Liebe Kolleginnen und Kollegen,

vor ein paar Wochen sorgte ein offener Brief einer unserer Bezirksgruppen für großes Aufsehen. Wenngleich sich über Art und Weise, Formulierungen und Tonlage streiten lässt, waren die Zeilen doch letztlich nichts anderes als ein Stimmungsbild, in dem sich den Reaktionen folgend viele von Euch wiederfinden. Dieser Brief war eine umfassende Darstellung der Umstände, unter denen Berliner Polizistinnen und Polizisten ihren Dienst vollrichten.

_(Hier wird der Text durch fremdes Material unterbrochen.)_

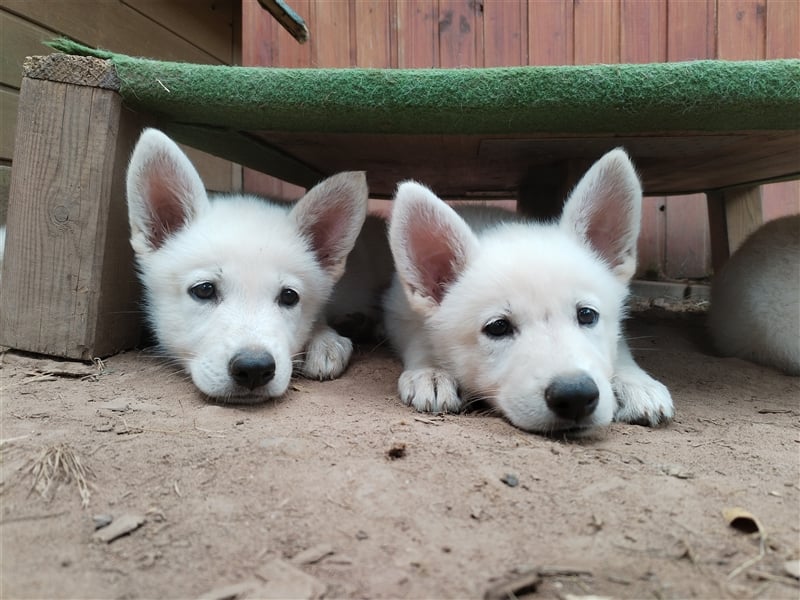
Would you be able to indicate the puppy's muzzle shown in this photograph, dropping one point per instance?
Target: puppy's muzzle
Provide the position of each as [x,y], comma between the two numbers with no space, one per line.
[572,397]
[252,369]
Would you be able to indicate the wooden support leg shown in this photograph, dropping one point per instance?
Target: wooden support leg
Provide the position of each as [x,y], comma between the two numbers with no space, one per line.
[69,288]
[733,215]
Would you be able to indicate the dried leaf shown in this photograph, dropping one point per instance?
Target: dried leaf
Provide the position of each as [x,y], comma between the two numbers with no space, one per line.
[742,519]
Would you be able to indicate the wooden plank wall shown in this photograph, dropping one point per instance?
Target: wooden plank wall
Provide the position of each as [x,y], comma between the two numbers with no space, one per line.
[466,33]
[204,31]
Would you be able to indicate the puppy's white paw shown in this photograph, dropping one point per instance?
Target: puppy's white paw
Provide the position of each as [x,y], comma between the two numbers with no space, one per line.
[641,399]
[429,390]
[327,355]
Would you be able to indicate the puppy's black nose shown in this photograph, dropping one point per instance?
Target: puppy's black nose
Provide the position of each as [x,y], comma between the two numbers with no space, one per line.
[572,397]
[252,369]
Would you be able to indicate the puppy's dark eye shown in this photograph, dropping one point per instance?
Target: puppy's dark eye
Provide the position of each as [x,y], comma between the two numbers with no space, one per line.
[587,317]
[288,297]
[498,328]
[203,291]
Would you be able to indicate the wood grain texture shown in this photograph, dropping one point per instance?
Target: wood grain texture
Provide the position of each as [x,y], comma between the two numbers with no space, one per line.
[112,25]
[69,287]
[208,24]
[597,31]
[460,34]
[741,29]
[417,34]
[550,32]
[266,44]
[505,34]
[9,101]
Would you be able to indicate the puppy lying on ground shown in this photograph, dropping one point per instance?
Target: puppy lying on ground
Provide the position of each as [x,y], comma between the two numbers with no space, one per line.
[235,286]
[525,316]
[755,298]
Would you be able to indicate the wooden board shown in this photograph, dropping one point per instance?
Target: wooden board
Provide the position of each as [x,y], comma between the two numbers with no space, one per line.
[492,166]
[112,25]
[69,287]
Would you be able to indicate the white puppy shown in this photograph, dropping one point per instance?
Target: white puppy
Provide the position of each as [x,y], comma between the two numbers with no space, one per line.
[523,315]
[755,298]
[235,286]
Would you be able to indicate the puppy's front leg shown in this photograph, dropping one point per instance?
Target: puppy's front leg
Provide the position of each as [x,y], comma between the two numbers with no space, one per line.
[640,398]
[423,386]
[327,353]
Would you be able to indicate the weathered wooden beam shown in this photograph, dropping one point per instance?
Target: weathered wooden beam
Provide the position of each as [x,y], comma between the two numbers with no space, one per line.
[69,286]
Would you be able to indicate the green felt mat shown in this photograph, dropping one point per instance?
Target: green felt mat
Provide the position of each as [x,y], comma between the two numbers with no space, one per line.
[706,95]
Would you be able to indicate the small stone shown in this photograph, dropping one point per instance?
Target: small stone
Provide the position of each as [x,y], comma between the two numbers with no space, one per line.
[510,480]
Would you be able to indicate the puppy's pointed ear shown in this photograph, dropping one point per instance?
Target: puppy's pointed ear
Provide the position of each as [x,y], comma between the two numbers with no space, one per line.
[164,191]
[331,215]
[430,242]
[604,211]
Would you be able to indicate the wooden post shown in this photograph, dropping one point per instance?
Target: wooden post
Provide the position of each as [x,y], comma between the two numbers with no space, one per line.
[733,214]
[69,287]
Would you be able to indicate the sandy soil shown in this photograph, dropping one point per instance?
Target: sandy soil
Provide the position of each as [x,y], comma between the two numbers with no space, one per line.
[337,490]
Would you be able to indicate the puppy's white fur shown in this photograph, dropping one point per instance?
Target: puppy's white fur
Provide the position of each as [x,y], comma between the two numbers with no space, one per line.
[216,273]
[461,273]
[755,299]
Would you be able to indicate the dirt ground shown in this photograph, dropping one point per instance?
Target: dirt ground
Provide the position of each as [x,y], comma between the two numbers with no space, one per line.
[338,490]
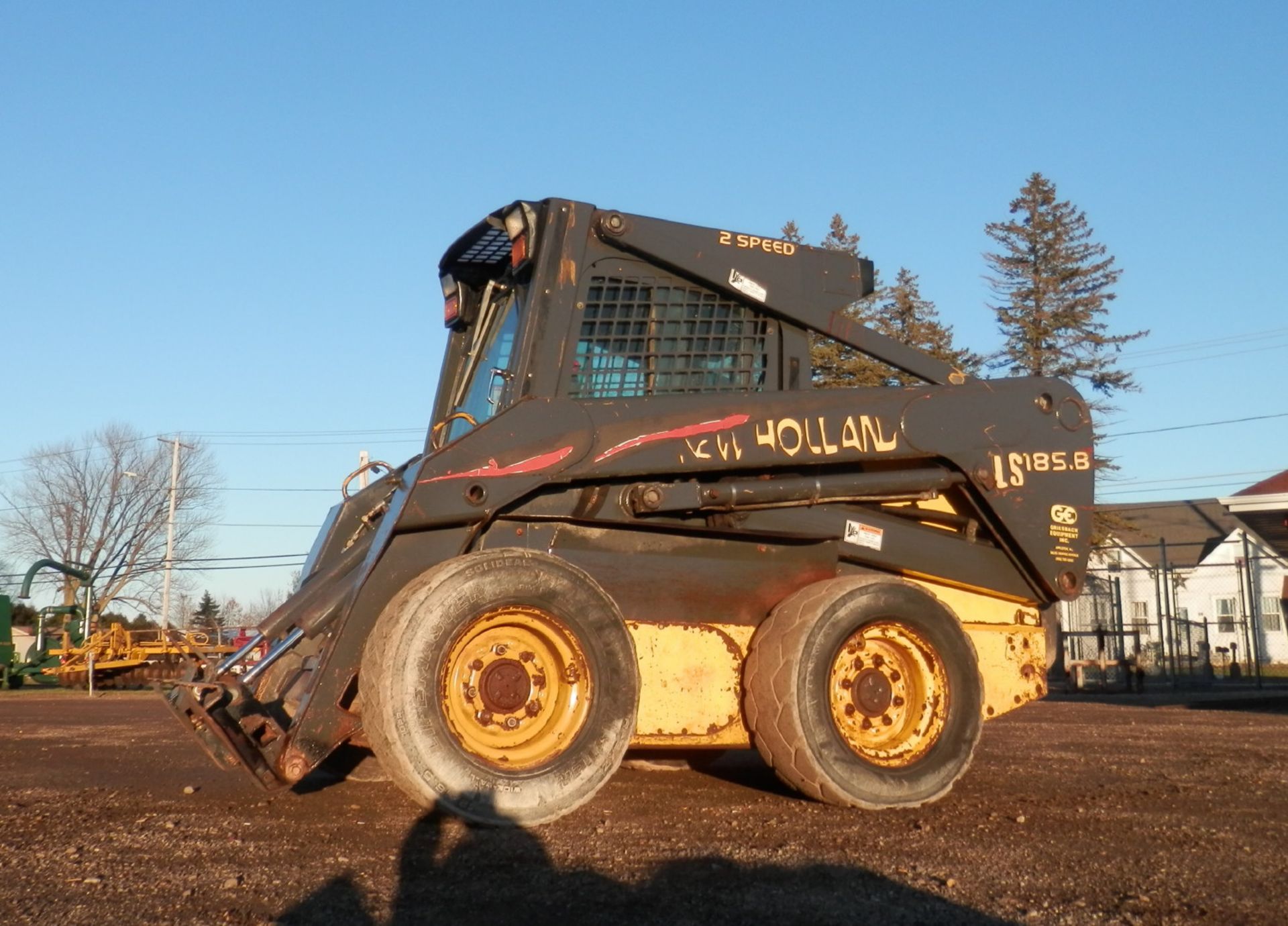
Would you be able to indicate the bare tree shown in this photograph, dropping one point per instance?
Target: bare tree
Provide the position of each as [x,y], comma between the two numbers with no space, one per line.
[103,505]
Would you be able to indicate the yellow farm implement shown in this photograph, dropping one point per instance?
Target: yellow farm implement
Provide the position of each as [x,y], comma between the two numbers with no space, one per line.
[129,658]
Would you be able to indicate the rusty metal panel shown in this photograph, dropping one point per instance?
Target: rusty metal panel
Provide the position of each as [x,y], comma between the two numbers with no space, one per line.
[691,684]
[1013,664]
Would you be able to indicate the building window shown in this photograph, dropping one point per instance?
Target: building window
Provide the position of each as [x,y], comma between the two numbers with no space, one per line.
[1225,608]
[1272,613]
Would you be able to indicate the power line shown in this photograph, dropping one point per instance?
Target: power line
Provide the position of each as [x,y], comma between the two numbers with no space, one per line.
[1173,488]
[1206,343]
[1188,478]
[1211,357]
[1202,424]
[306,444]
[315,527]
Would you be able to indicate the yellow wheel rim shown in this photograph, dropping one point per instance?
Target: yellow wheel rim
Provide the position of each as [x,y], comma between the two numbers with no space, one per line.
[515,688]
[889,694]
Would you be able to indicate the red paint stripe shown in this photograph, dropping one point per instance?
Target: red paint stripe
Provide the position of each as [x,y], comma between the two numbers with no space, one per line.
[530,465]
[686,431]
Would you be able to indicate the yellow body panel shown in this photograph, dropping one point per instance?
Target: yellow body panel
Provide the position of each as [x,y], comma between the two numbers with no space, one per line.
[691,684]
[691,674]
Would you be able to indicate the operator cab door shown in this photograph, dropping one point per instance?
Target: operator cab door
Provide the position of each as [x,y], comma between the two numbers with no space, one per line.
[643,331]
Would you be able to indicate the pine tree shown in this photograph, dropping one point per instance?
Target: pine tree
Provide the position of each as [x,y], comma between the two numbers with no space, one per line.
[897,312]
[1053,284]
[907,317]
[207,616]
[835,364]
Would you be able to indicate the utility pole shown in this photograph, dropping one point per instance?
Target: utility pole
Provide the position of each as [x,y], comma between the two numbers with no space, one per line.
[169,532]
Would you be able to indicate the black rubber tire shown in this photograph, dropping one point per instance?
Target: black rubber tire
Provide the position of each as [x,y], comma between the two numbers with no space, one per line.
[786,701]
[403,664]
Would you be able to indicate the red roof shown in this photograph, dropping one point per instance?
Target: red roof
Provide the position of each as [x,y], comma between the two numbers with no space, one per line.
[1275,484]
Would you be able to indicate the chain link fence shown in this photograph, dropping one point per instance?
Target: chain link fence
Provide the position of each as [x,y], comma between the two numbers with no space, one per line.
[1215,622]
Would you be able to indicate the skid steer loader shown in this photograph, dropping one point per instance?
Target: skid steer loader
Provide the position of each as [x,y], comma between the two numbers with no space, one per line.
[637,525]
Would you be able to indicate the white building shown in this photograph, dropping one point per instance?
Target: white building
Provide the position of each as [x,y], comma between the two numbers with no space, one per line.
[1191,582]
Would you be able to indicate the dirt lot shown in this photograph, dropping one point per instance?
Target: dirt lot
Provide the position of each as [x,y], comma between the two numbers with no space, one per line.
[1072,813]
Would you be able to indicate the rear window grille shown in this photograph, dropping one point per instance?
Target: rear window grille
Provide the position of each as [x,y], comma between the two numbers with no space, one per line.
[492,248]
[661,336]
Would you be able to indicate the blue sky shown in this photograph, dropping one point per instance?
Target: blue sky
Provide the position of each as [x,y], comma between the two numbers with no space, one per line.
[225,219]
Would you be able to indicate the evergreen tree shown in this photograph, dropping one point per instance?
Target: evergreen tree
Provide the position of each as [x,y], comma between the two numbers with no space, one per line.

Ein Aspekt, der bei Betrachtung mieser Besoldung, Millionen Überstunden und mangelnder Ausrüstung immer wieder vergessen wird, ist, dass Ihr auch Menschen seid, dementsprechend ein Recht auf ein erfülltes Privatleben außerhalb des Dienstes habt. Viele soziale Bindungen, viele Familien zerbrechen an der Belastung, die es mitbringt, wenn man sich für den Dienst bei der Polizei entscheidet. Häufige Dienstverschiebungen, fehlende Planungsmöglichkeiten und die tägliche Angst, dass man selbst Opfer einer der mehr als 7000 jährlichen Übergriffe auf Berliner Beamtinnen und Beamten wird, sind eine schwere Bürde, die sich nur gemeinsam aushalten lässt.

Um das zu verdeutlichen, hat die Frau eines Kollegen in der letzten Woche Polizeipräsident Kandt angeschrieben. Sie wartet noch auf eine Antwort, die sie aus unserer Sicht verdient hat. Ihre Zeilen stehen sinnbildlich für viele Ehefrauen und Ehemänner, Partnerinnen und Partner aber auch alle Kinder, deren Familienleben durch die zunehmenden Belastungen ihrer Mütter und Väter, Frauen und Männer, Freundinnen und Freunden, täglich neu auf eine harte Probe gestellt wird. Lest selbst...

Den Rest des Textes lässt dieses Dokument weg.